A recent Harvard Law Corporate Governance
blog featured a
paper by Boston University School of Law professor
David Walker which addresses the complexities of recovering taxes paid on amounts recouped due to the application of a clawback.
Section 954 of the Dodd-Frank Act requires that companies adopt no-fault clawbacks that would be triggered by a material restatement due to non-compliance with financial reporting requirements. Companies would be required to recoup compensation received in excess of that which would have been paid based upon the restated results. This clawback requirement applies to current and former executive officers spanning a three year look back period from the date of the restatement. While the regulations implementing section 954 have not been finalized, many companies have adopted their own versions of clawback policies. In the event a company takes action to recoup all or a portion of previously distributed incentive payments, a question arises as to whether the impacted executive would be able to recover personal income taxes paid on the incentives that were clawed back.
Professor Walker suggests in his paper that recovering personal tax payments on recouped incentives may be available through a deduction in the year of repayment under a “claim of right” as provided in §1341 of the Internal Revenue Code. Walker also discusses potential approaches that companies may consider to mitigate the need for the impacted executive to recover taxes paid on the incentives that are clawed back. Potential approaches include:
- Recouping the excess payments from future earnings;
- Deducting the recoupment from deferred compensation; or
- Cancelling a portion of unvested long-term incentive awards.

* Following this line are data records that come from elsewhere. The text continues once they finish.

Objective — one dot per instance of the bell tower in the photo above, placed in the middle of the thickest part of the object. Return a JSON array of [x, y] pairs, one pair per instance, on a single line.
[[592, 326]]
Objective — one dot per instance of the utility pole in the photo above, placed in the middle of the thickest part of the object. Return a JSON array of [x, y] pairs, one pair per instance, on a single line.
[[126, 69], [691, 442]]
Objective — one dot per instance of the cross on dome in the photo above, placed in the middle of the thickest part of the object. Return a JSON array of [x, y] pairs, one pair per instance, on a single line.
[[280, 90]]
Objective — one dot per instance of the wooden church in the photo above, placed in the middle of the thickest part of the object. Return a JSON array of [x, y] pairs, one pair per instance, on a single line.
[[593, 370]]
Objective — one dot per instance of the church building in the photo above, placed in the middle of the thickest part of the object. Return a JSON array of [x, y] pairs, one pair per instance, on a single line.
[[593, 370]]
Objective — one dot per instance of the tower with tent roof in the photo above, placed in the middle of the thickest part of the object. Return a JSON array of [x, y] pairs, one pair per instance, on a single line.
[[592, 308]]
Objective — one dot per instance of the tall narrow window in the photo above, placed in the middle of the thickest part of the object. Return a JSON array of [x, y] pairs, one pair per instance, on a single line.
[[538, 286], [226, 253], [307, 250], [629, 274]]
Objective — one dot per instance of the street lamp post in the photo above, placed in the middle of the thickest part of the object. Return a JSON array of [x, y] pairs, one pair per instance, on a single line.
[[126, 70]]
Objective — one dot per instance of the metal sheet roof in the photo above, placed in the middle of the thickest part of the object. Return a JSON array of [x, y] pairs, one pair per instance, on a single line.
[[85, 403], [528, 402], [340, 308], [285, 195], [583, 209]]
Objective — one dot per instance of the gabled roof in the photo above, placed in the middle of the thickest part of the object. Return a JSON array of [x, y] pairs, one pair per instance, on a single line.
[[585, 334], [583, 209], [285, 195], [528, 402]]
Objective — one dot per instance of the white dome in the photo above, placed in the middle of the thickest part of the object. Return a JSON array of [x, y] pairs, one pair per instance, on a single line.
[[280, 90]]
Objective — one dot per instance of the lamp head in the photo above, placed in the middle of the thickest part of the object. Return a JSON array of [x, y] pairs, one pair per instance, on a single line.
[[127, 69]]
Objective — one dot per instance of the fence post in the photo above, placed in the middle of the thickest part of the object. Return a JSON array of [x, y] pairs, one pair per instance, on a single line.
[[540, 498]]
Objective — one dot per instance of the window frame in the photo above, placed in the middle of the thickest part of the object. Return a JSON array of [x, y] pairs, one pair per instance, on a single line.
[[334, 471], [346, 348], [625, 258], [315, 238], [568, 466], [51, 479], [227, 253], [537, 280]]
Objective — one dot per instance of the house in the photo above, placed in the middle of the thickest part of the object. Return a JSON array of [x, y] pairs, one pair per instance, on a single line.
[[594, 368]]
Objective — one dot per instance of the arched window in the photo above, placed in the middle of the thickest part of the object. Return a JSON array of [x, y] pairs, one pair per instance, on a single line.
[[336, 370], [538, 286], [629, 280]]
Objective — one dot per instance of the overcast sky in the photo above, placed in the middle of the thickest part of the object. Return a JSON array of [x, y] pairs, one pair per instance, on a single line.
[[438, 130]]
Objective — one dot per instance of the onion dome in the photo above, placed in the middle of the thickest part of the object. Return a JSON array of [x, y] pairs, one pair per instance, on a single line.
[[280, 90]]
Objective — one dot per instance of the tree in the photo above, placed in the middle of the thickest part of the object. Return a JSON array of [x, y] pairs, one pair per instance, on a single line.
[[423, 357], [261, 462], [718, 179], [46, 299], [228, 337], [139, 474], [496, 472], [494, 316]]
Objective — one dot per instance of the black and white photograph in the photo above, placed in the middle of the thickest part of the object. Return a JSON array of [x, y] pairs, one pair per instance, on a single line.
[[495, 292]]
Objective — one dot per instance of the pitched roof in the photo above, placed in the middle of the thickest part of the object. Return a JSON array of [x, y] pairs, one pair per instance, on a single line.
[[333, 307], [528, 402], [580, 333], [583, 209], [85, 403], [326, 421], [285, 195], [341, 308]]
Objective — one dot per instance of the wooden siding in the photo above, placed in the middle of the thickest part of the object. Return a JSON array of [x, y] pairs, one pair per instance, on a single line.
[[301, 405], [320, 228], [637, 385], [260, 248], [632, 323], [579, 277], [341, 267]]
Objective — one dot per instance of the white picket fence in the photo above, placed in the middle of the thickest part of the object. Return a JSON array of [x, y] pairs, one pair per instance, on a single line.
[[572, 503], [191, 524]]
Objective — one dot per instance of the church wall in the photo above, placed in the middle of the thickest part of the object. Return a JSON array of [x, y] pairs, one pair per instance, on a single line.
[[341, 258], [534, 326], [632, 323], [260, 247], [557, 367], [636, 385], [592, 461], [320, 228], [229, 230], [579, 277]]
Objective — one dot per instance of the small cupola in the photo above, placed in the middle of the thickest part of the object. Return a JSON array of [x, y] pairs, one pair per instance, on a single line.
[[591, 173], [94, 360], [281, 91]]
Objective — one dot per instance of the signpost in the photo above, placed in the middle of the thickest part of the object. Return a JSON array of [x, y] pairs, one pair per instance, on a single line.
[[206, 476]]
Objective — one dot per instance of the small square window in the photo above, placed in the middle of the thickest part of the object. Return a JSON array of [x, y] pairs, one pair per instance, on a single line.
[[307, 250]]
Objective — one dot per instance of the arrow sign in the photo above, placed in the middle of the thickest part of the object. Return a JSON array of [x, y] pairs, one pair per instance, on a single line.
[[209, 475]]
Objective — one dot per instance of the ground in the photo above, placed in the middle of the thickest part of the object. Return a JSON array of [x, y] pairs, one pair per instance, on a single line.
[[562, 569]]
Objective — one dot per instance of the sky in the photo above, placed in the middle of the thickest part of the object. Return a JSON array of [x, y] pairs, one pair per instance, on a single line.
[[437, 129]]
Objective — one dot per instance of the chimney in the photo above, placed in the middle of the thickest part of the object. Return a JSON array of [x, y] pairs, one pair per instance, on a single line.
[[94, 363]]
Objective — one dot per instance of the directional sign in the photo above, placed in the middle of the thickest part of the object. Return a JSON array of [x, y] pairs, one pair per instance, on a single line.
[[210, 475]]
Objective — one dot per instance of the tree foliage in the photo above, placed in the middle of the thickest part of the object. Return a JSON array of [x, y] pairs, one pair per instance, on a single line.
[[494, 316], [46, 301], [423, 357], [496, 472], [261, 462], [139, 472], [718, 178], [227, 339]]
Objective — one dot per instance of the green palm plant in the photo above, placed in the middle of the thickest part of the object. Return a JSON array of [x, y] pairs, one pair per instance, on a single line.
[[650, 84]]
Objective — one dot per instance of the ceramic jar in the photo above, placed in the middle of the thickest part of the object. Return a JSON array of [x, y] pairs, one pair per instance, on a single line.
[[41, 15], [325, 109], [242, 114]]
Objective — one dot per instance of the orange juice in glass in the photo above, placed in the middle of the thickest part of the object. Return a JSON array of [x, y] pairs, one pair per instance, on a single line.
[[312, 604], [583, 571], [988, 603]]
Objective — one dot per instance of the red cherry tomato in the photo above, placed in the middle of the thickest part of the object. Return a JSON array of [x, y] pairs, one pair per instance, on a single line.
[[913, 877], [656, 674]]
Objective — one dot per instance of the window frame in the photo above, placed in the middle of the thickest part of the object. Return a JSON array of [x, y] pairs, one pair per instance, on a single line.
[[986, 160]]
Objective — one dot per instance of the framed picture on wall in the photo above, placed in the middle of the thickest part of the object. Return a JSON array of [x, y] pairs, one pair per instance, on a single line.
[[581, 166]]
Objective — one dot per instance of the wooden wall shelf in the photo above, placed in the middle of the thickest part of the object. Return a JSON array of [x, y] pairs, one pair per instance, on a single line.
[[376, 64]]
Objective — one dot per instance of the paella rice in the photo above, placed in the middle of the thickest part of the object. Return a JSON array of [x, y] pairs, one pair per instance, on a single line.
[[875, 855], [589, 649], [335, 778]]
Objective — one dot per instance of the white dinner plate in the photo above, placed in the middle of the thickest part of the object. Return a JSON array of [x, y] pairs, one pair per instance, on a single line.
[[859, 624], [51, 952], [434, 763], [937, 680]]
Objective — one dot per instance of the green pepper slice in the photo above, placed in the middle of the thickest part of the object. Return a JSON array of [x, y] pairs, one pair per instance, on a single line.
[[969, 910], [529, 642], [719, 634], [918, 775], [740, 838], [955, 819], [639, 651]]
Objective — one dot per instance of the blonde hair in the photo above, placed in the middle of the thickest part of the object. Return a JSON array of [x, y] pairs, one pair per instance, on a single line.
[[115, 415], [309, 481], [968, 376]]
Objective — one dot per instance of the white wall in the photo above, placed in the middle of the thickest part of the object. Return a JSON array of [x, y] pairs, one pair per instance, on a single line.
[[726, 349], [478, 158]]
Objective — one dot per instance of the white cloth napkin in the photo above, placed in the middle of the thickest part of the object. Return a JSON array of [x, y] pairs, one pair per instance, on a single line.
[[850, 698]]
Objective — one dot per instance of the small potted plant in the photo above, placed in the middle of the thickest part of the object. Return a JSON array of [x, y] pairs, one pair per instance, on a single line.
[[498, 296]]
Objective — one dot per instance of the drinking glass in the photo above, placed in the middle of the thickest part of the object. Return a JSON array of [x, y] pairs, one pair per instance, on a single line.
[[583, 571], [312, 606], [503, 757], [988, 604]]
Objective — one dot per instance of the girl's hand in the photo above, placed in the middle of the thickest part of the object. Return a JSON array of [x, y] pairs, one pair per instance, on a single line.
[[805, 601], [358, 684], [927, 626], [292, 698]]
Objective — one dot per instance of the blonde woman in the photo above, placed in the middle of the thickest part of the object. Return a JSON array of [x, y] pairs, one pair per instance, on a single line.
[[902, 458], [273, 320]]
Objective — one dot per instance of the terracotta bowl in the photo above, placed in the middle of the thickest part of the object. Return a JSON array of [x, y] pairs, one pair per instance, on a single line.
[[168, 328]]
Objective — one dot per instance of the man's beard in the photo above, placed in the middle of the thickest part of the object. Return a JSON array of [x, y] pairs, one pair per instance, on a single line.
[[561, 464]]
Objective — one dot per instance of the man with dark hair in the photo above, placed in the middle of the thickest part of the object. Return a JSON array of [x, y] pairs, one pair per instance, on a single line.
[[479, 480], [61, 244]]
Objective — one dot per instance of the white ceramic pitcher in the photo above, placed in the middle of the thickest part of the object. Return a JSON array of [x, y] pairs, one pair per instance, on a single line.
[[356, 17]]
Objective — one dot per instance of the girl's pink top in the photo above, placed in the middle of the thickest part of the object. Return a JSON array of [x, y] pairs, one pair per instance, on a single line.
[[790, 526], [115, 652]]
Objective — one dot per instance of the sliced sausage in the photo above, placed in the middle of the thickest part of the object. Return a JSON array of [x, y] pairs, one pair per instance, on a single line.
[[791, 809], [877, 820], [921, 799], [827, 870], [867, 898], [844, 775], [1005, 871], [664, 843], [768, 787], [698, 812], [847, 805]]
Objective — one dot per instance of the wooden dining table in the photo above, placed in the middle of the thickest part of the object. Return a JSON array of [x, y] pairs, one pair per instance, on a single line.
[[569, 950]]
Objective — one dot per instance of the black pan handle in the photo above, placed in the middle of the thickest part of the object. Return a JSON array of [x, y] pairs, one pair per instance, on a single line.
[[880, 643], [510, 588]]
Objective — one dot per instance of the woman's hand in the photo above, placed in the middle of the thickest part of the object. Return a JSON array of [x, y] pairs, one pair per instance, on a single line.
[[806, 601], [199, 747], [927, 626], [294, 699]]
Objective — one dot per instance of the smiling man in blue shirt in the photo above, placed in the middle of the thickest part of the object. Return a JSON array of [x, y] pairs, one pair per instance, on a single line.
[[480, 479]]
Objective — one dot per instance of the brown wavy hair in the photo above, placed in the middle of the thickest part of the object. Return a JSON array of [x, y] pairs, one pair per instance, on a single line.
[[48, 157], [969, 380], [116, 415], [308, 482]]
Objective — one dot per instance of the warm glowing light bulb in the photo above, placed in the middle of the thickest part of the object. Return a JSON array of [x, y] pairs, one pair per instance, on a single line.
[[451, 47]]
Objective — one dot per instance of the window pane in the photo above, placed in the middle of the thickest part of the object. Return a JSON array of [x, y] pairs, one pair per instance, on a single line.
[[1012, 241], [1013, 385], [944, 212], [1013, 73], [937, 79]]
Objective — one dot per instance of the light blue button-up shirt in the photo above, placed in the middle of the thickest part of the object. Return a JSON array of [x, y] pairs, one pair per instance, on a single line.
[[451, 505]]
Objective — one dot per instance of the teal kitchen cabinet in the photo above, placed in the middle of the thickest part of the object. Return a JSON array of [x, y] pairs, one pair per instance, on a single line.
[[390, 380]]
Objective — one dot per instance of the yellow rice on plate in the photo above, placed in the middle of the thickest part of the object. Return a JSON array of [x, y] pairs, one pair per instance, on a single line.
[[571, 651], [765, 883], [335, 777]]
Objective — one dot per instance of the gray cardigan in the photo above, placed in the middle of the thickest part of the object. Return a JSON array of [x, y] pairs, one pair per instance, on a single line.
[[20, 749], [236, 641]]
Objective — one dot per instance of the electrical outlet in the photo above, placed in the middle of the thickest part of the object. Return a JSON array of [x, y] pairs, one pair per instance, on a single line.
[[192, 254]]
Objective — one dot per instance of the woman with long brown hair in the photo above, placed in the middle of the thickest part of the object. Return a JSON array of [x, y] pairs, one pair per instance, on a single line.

However, if companies are considering satisfying clawbacks by reducing future earnings or cancelling unvested awards, Walker cautions they must be mindful of the non-qualified distribution limitations of I.R.C. §409A. If the compensation that is to be clawed back would be deducted from future earnings, companies should be cautious that clawing back future earnings is not deemed inconsistent with the prohibition of executive loans under Sarbanes Oxley.